At least, that’s what I’d been told. When Eric was a small child,
Forza
had locked the demon up, deep inside of him, where it had remained dormant until Eric had unwittingly set it free when he’d used Cardinal Fire to destroy a demon we’d been hunting deep within the catacombs under the city of Rome.
At the time, I hadn’t understood how we’d not only escaped from an army of demonic minions, but had also managed to destroy the High Demon who’d tortured and killed the other ten members of our team. A demon who’d been intent on becoming not only corporeal, but also invincible.
I’d been fifteen, Eric almost seventeen. And though neither of us knew it, what happened in the vault that night would color our lives forever.
Afterward, we’d been separated for debriefing. Father Corletti and our
alimentatore
Wilson had asked me the usual array of questions, and I’d assumed that Eric was in the boys’ dorm receiving the same careful going-over. As it turns out, it had been a little more complicated than that. Wilson had given Eric the Cardinal Fire as a weapon of last resort, and he’d broken about a thousand
Forza
rules when he’d done so.
The Cardinal Fire, I’d later learned, destroyed the demons in the chamber with us. But because the demon inside Eric was shielded, it wasn’t destroyed. Instead, the bindings were, making the demon free to move, to grow, to thrive.
So whereas my debriefing had been tape recorders and paperwork, Eric’s had been candles and ceremonies and a dozen priests chanting from ancient texts, calling upon the power of God to bind the demon once again.
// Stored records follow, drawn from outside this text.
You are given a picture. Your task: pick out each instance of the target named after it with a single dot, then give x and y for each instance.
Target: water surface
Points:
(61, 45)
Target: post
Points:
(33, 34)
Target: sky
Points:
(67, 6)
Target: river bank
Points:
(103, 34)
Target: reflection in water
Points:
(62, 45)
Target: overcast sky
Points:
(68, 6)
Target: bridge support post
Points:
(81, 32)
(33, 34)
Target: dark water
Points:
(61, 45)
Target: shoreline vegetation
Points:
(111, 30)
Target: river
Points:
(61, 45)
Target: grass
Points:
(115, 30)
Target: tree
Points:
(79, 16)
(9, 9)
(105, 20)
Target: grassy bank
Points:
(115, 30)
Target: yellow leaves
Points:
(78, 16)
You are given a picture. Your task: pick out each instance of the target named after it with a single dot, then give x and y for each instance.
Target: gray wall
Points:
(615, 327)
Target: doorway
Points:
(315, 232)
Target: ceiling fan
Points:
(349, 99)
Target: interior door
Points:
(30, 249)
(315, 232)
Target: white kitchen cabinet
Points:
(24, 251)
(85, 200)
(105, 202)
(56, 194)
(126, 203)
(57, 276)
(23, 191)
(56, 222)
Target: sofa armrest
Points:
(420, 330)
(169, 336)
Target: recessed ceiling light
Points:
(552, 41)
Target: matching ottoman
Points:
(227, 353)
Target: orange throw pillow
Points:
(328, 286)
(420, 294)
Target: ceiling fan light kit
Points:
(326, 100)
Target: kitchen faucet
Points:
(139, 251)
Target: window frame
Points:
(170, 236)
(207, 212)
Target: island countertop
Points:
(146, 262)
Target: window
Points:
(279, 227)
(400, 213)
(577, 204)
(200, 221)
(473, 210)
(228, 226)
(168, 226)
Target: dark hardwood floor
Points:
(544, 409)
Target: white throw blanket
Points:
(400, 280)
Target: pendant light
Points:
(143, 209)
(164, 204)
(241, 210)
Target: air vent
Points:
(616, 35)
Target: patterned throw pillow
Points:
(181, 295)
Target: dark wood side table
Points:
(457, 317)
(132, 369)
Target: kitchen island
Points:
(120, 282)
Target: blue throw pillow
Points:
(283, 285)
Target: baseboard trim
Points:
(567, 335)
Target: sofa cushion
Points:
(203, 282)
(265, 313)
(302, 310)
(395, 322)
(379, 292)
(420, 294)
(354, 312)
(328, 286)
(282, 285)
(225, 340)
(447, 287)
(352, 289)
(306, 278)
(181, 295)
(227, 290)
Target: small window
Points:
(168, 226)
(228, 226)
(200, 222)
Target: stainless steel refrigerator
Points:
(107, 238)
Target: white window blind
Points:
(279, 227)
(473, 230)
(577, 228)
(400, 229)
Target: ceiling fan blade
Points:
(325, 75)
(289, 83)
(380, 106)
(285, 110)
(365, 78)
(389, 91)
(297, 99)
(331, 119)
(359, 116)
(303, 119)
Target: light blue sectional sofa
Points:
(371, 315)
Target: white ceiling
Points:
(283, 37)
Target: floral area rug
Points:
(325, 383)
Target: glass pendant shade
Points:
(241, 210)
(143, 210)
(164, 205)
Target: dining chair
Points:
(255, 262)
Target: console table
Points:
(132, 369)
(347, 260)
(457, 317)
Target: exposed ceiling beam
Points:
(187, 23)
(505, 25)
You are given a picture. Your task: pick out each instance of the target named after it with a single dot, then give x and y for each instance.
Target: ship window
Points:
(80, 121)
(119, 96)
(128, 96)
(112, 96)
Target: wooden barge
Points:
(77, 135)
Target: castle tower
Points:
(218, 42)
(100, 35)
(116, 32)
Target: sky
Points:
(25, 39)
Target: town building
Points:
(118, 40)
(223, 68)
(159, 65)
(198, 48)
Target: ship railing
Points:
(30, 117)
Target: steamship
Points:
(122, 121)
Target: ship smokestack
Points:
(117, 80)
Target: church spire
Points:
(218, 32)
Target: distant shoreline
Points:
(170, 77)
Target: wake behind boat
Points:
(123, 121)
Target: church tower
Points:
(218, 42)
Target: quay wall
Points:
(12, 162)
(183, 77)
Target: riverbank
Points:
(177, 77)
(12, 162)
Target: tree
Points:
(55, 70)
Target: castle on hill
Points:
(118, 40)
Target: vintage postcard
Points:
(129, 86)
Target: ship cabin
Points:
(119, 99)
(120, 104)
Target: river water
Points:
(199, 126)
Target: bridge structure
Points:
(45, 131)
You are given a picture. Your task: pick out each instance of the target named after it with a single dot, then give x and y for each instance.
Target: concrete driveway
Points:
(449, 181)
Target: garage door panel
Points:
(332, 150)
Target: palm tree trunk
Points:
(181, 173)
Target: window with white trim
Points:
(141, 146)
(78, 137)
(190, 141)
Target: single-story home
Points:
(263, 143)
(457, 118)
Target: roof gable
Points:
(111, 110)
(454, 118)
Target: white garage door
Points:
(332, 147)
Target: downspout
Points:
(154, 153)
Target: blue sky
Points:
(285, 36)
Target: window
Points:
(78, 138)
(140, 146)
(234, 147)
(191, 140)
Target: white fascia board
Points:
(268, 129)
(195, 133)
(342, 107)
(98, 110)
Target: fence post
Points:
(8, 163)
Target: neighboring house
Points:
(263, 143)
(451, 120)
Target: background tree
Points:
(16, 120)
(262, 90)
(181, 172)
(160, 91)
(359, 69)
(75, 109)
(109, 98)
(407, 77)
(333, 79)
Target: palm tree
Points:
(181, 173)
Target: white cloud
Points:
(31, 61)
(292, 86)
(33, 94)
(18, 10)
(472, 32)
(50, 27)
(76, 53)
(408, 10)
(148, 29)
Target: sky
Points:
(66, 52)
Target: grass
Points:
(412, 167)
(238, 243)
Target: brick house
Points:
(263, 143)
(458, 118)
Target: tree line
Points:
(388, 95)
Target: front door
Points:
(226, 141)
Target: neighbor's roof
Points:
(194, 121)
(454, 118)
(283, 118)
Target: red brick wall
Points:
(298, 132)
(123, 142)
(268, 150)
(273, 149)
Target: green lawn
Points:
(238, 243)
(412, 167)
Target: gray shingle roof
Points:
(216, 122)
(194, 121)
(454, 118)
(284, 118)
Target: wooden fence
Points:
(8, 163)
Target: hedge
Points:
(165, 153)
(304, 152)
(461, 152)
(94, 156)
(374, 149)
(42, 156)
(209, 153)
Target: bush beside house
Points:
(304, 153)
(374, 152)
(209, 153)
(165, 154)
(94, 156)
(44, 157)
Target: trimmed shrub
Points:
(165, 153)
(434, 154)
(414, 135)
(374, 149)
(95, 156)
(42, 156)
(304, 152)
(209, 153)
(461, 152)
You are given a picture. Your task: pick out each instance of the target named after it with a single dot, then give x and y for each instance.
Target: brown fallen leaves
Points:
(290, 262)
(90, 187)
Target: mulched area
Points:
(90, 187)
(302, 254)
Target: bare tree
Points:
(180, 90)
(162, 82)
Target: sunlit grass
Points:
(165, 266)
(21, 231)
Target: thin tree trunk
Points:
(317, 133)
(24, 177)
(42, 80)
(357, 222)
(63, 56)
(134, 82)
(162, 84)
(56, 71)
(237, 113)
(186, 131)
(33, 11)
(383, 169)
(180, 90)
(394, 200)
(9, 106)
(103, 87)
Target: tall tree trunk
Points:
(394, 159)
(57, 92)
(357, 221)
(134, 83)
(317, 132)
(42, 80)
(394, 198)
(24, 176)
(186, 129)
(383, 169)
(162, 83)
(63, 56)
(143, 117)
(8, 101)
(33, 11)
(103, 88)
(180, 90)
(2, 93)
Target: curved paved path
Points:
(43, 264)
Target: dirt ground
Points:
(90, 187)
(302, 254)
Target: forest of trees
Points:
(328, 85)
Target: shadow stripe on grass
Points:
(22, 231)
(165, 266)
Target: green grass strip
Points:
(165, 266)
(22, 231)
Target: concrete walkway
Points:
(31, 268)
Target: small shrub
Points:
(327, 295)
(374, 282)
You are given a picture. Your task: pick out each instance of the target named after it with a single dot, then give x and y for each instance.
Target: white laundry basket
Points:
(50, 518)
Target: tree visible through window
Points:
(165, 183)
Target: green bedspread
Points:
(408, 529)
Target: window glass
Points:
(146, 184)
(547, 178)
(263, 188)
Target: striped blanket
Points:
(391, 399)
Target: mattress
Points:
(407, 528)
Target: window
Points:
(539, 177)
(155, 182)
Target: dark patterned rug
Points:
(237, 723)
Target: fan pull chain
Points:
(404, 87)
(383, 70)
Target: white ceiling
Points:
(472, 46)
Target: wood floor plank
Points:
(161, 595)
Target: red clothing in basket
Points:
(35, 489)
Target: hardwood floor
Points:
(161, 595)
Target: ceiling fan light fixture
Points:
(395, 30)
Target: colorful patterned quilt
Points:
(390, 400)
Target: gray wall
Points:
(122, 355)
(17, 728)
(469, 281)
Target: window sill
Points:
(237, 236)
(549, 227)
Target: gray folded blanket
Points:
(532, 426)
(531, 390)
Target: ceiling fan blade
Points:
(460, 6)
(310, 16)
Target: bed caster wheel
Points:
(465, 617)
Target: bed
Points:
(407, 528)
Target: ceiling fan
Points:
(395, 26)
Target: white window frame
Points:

It worked. The demon retreated.
But this time, not as deep.
This time, the demon waited, biding time for the opportunity to come forth. And opportunity had knocked when Eric had died when Allie was only nine, his soul and the demon’s essence thrust into the ether, still bound together. And it was the demon who had led them back to Earth to now reside in another man’s body.
While Eric tried to forge a new life, the demon inside grew ever stronger. So strong, in fact, that the binding rituals used twice before no longer worked. I still held out hope that we’d find some obscure procedure. Some heretical incantation. Something, anything, that would lock back inside the demon that I’d played a part in making stronger.
Because I had indeed played a part—a key part—in accelerating the demon’s attack on Eric. After all, I was the one who’d used the Lazarus Bones.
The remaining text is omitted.